2. ARE has been running this business successfully for many years, led by CEO Joel Marcus.

3. Development and redevelopment projects increase both risks and potential reward. So far, ARE has made these projects largely successful.

4. Debt leverage is being reduced, but gradually. The current leverage ratio, based on estimated asset values, is slightly over 40%. This is not excessive, and is roughly in line with long-term REIT industry averages. Debt/ebitda is about 7.8x, which is a bit high and is due to ARE's substantial development pipeline (projects under development do not generate current cash flow).

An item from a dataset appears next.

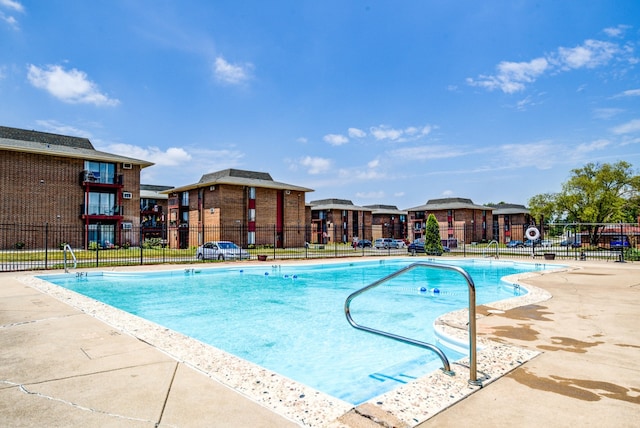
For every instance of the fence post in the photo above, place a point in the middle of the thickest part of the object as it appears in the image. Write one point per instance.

5. Value is being created at ARE through strong tenant relationships, deep knowledge of the business and successful developments and redevelopments. The latter may slow somewhat due to ARE's higher cost of equity capital and its reluctance to raise substantial equity at a discount to NAV. I have been told that ARE will engage in more property recycling in order to fund new projects.

6. I do not value REITs on the basis of FFO or AFFO, as these metrics are too easy to manipulate by buying high cap rate properties with poor prospects or by levering up. NAV is certainly not a perfect metric, but I use it as the best of all alternatives. ARE is currently trading at an NAV discount of over 15%, which in my opinion is not warranted. NAV has increased about 5% since the end of last year.

7. Summary: ARE is a very good and well-managed company with a better growth profile than most REITs, less sensitivity to the US economy, good properties in excellent locations and an acceptable balance sheet. The stock is on sale, but nobody seems to care right now. AREEP, which is convertible into common stock and has substantial call protection, is another alternative here, for yield-oriented investors.